Lord Williams of Mostyn: The department does not hold records relating to the period before colleges were incorporated in 1998. Since then £80,000, in 200102, has been invested in woodwork at Ballynahinch, for the purchase of a new machine. There has been no such investment at Kircubbin.
Lord Williams of Mostyn: Extra funding has recently been made available to provide for the operation of all renal isotope scanning facilities in Northern Ireland. This will improve waiting times for children who require this important service.
The Attorney-General (Lord Goldsmith): The Crown Prosecution Service will only bring a prosecution if there is sufficient admissible evidence to provide a realistic prospect of obtaining a conviction and a prosecution is in the public interest. It will continually review cases to ensure that such tests are met. In the appeal of Sally Clark the Court of Appeal focussed on the non-disclosure of potentially significant evidence by Dr Williams and the use and presentation of statistical data by Professor Meadow.
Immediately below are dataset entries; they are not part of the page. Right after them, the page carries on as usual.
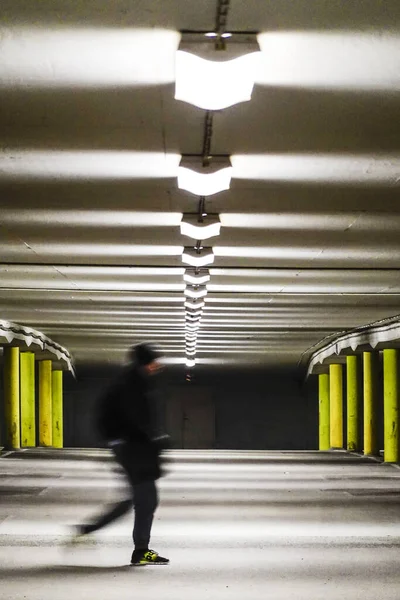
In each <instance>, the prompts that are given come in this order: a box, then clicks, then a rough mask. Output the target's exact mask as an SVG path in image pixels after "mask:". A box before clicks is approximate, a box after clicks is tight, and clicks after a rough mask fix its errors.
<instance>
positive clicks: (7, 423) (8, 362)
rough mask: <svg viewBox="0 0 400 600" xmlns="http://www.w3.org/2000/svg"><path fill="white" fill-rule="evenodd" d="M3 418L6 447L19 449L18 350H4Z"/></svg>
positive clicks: (20, 425) (18, 369)
mask: <svg viewBox="0 0 400 600" xmlns="http://www.w3.org/2000/svg"><path fill="white" fill-rule="evenodd" d="M4 413H5V414H4V416H5V421H6V440H5V441H6V447H7V448H9V449H11V448H20V447H21V424H20V423H21V419H20V408H19V348H17V347H11V346H7V347H6V348H4Z"/></svg>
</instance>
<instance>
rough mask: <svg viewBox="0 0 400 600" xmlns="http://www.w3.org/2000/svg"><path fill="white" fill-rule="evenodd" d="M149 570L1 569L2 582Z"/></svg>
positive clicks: (129, 565) (90, 566)
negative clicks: (10, 579) (24, 578)
mask: <svg viewBox="0 0 400 600" xmlns="http://www.w3.org/2000/svg"><path fill="white" fill-rule="evenodd" d="M145 570H147V569H145V568H143V566H139V567H132V565H128V564H127V565H115V566H110V565H105V566H102V565H73V564H66V565H46V566H39V567H35V566H32V567H16V568H11V567H10V568H0V580H2V581H4V580H5V579H14V580H15V579H20V578H21V577H27V578H33V579H40V578H45V579H49V578H50V579H51V578H53V577H54V578H55V579H59V578H60V576H61V577H65V576H66V575H67V576H68V575H72V576H74V577H76V576H78V577H79V576H85V577H86V576H87V575H96V576H99V575H101V574H103V573H105V574H110V573H127V572H130V573H132V574H133V573H135V572H138V571H140V572H143V571H145Z"/></svg>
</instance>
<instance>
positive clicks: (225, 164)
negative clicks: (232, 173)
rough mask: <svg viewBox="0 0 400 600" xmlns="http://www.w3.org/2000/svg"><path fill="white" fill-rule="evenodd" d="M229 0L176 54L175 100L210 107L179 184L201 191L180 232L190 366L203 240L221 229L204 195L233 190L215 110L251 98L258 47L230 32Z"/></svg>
mask: <svg viewBox="0 0 400 600" xmlns="http://www.w3.org/2000/svg"><path fill="white" fill-rule="evenodd" d="M228 7H229V0H219V1H218V6H217V18H216V27H215V31H213V32H182V38H181V42H180V45H179V48H178V52H177V57H176V88H175V99H177V100H183V101H185V102H188V103H190V104H193V105H195V106H197V107H199V108H201V109H203V110H206V111H207V113H206V118H205V131H204V143H203V152H202V154H201V155H196V156H193V155H191V156H188V155H183V156H182V159H181V162H180V165H179V169H178V187H179V189H182V190H185V191H188V192H190V193H192V194H195V195H197V196H199V203H198V212H197V213H195V214H186V215H183V218H182V222H181V234H182V235H184V236H187V237H190V238H191V239H193V240H195V241H196V243H195V245H194V246H185V248H184V251H183V254H182V261H183V263H184V264H187V265H189V266H190V267H191V268H188V269H186V270H185V273H184V276H183V278H184V281H185V283H186V287H185V351H186V366H187V367H194V365H195V356H196V348H197V334H198V331H199V328H200V322H201V317H202V313H203V308H204V305H205V301H204V299H205V297H206V295H207V283H208V282H209V281H210V273H209V270H208V269H207V268H205V267H207V266H209V265H210V264H212V263H213V262H214V253H213V249H212V247H208V246H203V243H202V241H203V240H207V239H210V238H212V237H216V236H218V235H219V233H220V228H221V223H220V219H219V215H217V214H207V212H206V209H205V198H206V197H207V196H210V195H212V194H216V193H218V192H221V191H224V190H227V189H229V187H230V181H231V177H232V165H231V162H230V158H229V156H226V155H223V156H221V155H220V156H212V155H211V153H210V146H211V135H212V112H211V111H215V110H222V109H223V108H227V107H228V106H232V105H233V104H237V103H238V102H244V101H247V100H250V97H251V93H252V89H253V86H254V81H255V72H256V59H257V57H258V54H259V46H258V43H257V40H256V34H255V33H228V32H226V31H225V24H226V18H227V12H228Z"/></svg>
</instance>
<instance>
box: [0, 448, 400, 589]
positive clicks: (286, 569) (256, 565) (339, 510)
mask: <svg viewBox="0 0 400 600" xmlns="http://www.w3.org/2000/svg"><path fill="white" fill-rule="evenodd" d="M169 460H170V464H169V474H168V476H166V477H165V478H163V479H162V480H161V481H160V482H159V490H160V498H161V505H160V508H159V510H158V512H157V515H156V520H155V523H154V528H153V538H152V547H153V548H154V549H156V550H158V551H159V552H160V553H162V554H164V555H166V556H168V557H169V558H170V560H171V563H170V565H169V566H167V567H144V568H132V567H129V566H128V563H129V559H130V552H131V544H132V542H131V522H132V517H131V516H128V517H126V518H124V519H122V520H121V521H119V522H118V523H116V524H115V525H112V526H110V527H109V528H107V529H104V530H103V531H100V532H98V534H96V535H95V536H93V542H92V543H91V544H89V545H85V546H84V547H78V548H74V549H69V550H65V549H64V548H63V547H62V542H63V540H65V539H66V538H67V536H68V535H69V531H70V529H69V528H70V526H71V525H72V524H74V523H77V522H80V521H82V520H85V518H87V517H88V516H89V515H92V514H93V513H94V512H96V511H97V510H98V509H99V507H100V506H102V505H103V504H104V503H108V502H112V501H113V500H114V499H117V498H118V497H119V496H120V495H121V494H122V493H123V489H122V488H123V487H124V486H125V483H124V481H123V480H122V478H121V475H120V474H119V473H118V472H116V470H115V469H114V467H113V462H112V461H111V460H110V455H109V454H108V453H107V452H106V451H97V450H64V451H41V450H37V451H22V452H20V453H11V454H8V455H7V456H3V457H2V458H1V459H0V498H1V504H0V598H1V600H16V599H18V600H19V599H24V598H27V599H29V600H48V599H50V598H51V599H52V600H54V599H56V600H71V599H72V598H73V599H74V600H80V599H83V598H85V599H92V598H96V599H99V600H103V599H104V600H105V599H110V600H112V599H114V598H115V599H117V598H118V600H121V599H125V598H126V599H128V598H145V599H146V600H152V599H157V600H158V599H168V600H169V599H171V600H172V599H173V600H181V599H185V600H187V599H188V598H190V599H192V600H197V599H213V600H219V599H233V598H235V599H236V598H237V599H239V598H240V599H242V598H248V599H249V600H250V599H257V600H258V599H260V600H261V599H263V600H264V599H266V598H267V599H274V600H289V599H293V600H294V599H296V600H303V599H304V600H305V599H307V600H309V599H321V600H322V599H325V600H330V599H333V598H335V599H337V598H343V597H346V598H351V599H352V600H357V599H361V598H362V599H363V600H377V599H383V598H384V599H393V600H398V599H399V598H400V570H399V568H398V565H399V559H400V470H399V469H397V468H396V467H393V466H389V465H383V464H380V463H378V462H375V461H373V460H369V459H364V458H361V457H357V456H351V455H348V454H346V453H341V452H335V453H317V452H251V451H243V452H242V451H174V452H171V453H170V454H169Z"/></svg>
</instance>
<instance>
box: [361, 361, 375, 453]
mask: <svg viewBox="0 0 400 600" xmlns="http://www.w3.org/2000/svg"><path fill="white" fill-rule="evenodd" d="M377 358H378V355H377V354H375V353H374V352H363V390H364V454H365V455H366V456H376V455H377V454H378V431H377V429H378V428H377V394H378V385H377V383H378V364H377Z"/></svg>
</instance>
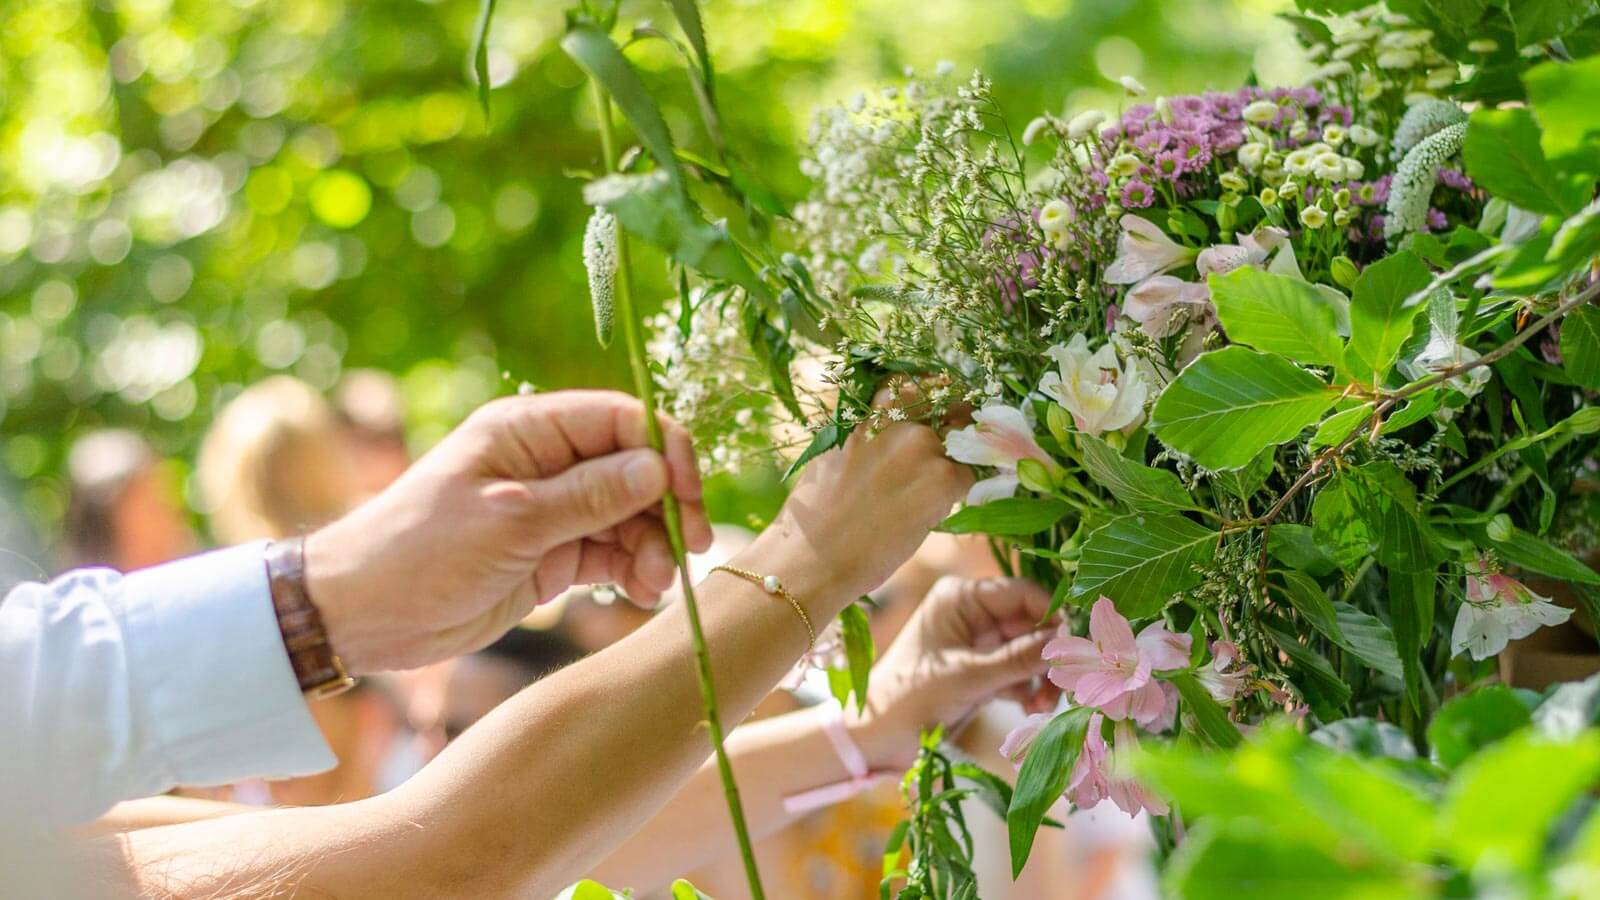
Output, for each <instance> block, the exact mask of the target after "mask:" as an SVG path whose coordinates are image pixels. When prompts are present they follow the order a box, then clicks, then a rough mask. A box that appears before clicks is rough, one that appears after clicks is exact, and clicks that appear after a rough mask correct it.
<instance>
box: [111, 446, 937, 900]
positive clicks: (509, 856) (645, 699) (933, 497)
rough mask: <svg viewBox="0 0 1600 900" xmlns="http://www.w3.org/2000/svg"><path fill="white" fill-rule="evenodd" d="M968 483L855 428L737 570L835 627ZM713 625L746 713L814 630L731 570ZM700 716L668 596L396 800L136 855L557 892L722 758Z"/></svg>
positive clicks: (730, 695)
mask: <svg viewBox="0 0 1600 900" xmlns="http://www.w3.org/2000/svg"><path fill="white" fill-rule="evenodd" d="M966 477H968V476H966V474H965V472H963V471H960V469H957V468H955V466H954V464H950V463H947V461H946V460H944V458H942V447H941V445H939V442H938V439H936V436H934V434H933V432H931V431H928V429H925V428H920V426H891V428H888V429H885V431H883V432H882V434H878V436H877V437H872V439H867V437H866V436H858V437H854V439H851V442H850V444H848V445H846V447H845V448H842V450H838V452H834V453H829V455H826V456H822V458H818V460H816V461H814V463H813V464H811V468H810V469H808V472H806V476H805V477H803V479H802V482H800V484H798V485H797V487H795V492H794V495H792V496H790V500H789V503H787V504H786V506H784V511H782V514H781V516H779V519H778V520H776V522H774V524H773V527H771V528H768V532H765V533H763V535H762V536H760V538H757V540H755V543H752V544H750V548H747V549H746V551H744V552H742V554H739V557H738V560H736V564H738V565H741V567H746V569H750V570H755V572H762V573H774V575H778V577H781V578H782V580H784V583H786V585H787V586H789V589H790V591H794V593H795V594H797V596H800V597H802V601H803V602H805V605H806V607H808V609H806V612H808V613H810V617H811V620H813V621H816V623H824V621H827V620H829V618H832V617H834V615H835V613H837V612H838V610H840V609H843V605H845V604H848V602H851V601H853V599H856V597H858V596H859V594H861V593H864V591H866V589H870V588H872V586H874V585H877V583H878V581H882V580H883V578H886V577H888V573H890V572H891V570H893V569H894V567H896V565H899V562H902V560H904V559H906V557H909V556H910V552H912V551H914V549H915V546H917V544H918V543H920V541H922V538H923V536H925V535H926V532H928V528H931V527H933V524H936V522H938V520H939V519H941V517H942V516H944V514H946V512H947V511H949V508H950V504H952V503H954V500H955V498H957V496H960V492H962V490H963V488H965V484H966ZM701 618H702V626H704V631H706V637H707V642H709V645H710V650H712V653H710V655H712V660H714V677H715V684H717V693H718V703H720V708H722V714H723V717H725V724H728V725H733V724H738V722H739V721H741V719H744V716H747V714H749V711H750V709H752V708H754V706H755V703H757V701H758V700H760V698H762V697H763V695H765V693H766V692H768V690H770V689H771V685H773V684H776V682H778V679H779V677H782V674H784V673H786V671H787V669H789V666H792V665H794V661H795V660H797V658H798V657H800V653H802V652H803V650H805V647H806V633H805V628H803V625H802V623H800V621H798V618H797V617H795V612H794V610H792V609H790V607H789V605H787V604H786V602H782V601H781V599H776V597H773V596H770V594H766V593H765V591H762V589H760V588H758V586H755V585H749V583H746V581H741V580H738V578H733V577H730V575H714V577H710V578H709V580H707V581H706V583H704V585H702V588H701ZM699 722H701V705H699V690H698V682H696V677H694V666H693V653H691V647H690V636H688V626H686V623H685V612H683V609H682V605H677V607H669V609H667V610H664V612H662V613H661V615H658V617H656V618H654V620H651V621H650V623H648V625H646V626H645V628H642V629H638V631H635V633H634V634H632V636H629V637H626V639H624V641H621V642H618V644H616V645H613V647H610V649H606V650H603V652H600V653H597V655H594V657H590V658H587V660H584V661H581V663H578V665H573V666H570V668H566V669H563V671H562V673H557V674H555V676H550V677H547V679H544V681H541V682H539V684H538V685H534V687H531V689H528V690H525V692H522V693H518V695H517V697H514V698H512V700H510V701H507V703H506V705H502V706H501V708H499V709H496V711H494V713H491V714H490V716H488V717H485V719H483V721H482V722H478V724H477V725H474V727H472V729H469V730H467V733H464V735H462V737H461V738H459V740H458V741H456V743H454V745H451V746H450V748H446V751H445V753H443V754H440V757H438V759H435V761H434V762H432V764H429V765H427V767H426V769H424V770H422V772H419V773H418V775H416V777H414V778H411V781H408V783H406V785H403V786H400V788H397V790H395V791H390V793H389V794H384V796H379V798H373V799H370V801H362V802H357V804H347V806H341V807H317V809H290V810H274V812H264V814H251V815H238V817H230V818H222V820H214V822H202V823H194V825H181V826H171V828H154V830H146V831H138V833H131V834H125V836H122V838H118V841H120V850H122V855H123V857H125V860H128V863H130V866H131V871H133V873H134V876H136V879H139V881H141V884H139V887H141V889H144V890H147V892H154V894H162V892H173V890H176V892H184V894H189V892H194V894H211V892H214V890H218V889H227V890H230V892H235V894H243V895H274V894H286V892H290V890H293V889H299V890H306V892H309V894H326V895H331V897H357V895H362V897H368V895H371V897H440V895H472V897H498V895H512V894H515V895H525V897H549V895H550V894H554V892H555V890H558V889H560V887H562V886H563V884H565V882H568V881H573V879H576V878H578V876H581V874H582V873H584V871H586V870H587V868H590V866H592V865H595V863H597V862H598V860H600V858H602V857H603V855H605V852H606V850H610V849H611V846H613V844H614V842H616V839H618V836H621V834H627V833H629V831H632V830H634V828H635V826H637V825H638V823H640V822H643V820H648V818H650V817H651V815H653V814H654V812H656V810H658V809H661V806H662V804H666V802H667V799H670V796H672V794H674V791H675V790H677V788H678V786H680V785H682V783H683V781H685V780H686V778H688V777H690V775H691V773H693V772H694V769H696V767H698V765H699V764H701V762H702V761H704V759H706V756H707V753H709V749H710V748H709V745H707V740H706V735H704V729H701V727H699ZM723 826H725V822H723ZM248 886H258V887H259V890H253V892H251V890H246V889H245V887H248Z"/></svg>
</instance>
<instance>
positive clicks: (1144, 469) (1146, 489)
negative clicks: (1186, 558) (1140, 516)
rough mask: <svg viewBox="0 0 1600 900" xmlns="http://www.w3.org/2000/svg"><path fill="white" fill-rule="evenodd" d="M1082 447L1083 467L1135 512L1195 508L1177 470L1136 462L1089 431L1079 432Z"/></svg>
mask: <svg viewBox="0 0 1600 900" xmlns="http://www.w3.org/2000/svg"><path fill="white" fill-rule="evenodd" d="M1078 448H1080V450H1082V452H1083V468H1085V469H1086V471H1088V472H1090V477H1093V479H1094V484H1098V485H1099V487H1104V488H1106V490H1109V492H1110V495H1112V496H1115V498H1117V500H1120V501H1123V503H1126V504H1128V508H1131V509H1133V511H1134V512H1171V511H1174V509H1194V506H1195V503H1194V500H1192V498H1190V496H1189V492H1187V490H1184V482H1181V480H1178V476H1176V474H1173V472H1170V471H1166V469H1152V468H1149V466H1144V464H1139V463H1134V461H1133V460H1130V458H1126V456H1123V455H1122V453H1120V452H1117V450H1112V447H1110V445H1109V444H1106V442H1104V440H1101V439H1098V437H1091V436H1088V434H1080V436H1078Z"/></svg>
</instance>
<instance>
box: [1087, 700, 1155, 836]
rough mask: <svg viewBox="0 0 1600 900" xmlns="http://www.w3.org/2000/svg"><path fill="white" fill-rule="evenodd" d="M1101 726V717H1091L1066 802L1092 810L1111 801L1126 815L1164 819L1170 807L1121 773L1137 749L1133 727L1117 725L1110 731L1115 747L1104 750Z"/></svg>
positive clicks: (1137, 742) (1128, 724) (1100, 716)
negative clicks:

The Solicitor-General and I have met the DPP to discuss the implications of the appeal. Since the written reasons of the Court of Appeal were made available in the case of Sally Clark, and following the acquittal of Trupti Patel, the Crown Prosecution Service has undertaken a number of measures. First, interim guidance has been sent to all chief crown prosecutors requesting that all cases be identified in which either Dr Williams or Professor Meadow are witnesses. The defence is then to be served with a copy of the judgment in the Sally Clark case and its attention is drawn to sections of the judgment touching on his evidence. Further and fuller guidance will be provided to prosecutors as soon as possible. This will apply to both present and future cases.
With respect to previous cases in which Dr Williams has given material evidence, the Crown Prosecution Service is presently considering the implications of the Sally Clark judgment and is in discussion with other relevant agencies, including the police and Home Office. I intend to establish a group comprising these agencies to consider whether any cases resulting in a conviction in which Dr Williams has given important evidence require a more in-depth review.
The Home Office Pathology Advisory Board will I understand publish new codes of practice and procedure for pathologists, which will take account of the judicial comments on the methodology employed by Dr Williams in the Sally Clark case. Once published, the codes will be distributed to pathologists.
In its published judgment, the Court of Appeal raised no criticism of the Crown Prosecution Service for its handling of the prosecution of Sally Clark, neither did the judge criticise the CPS for bringing the prosecution in respect of Trupti Patel.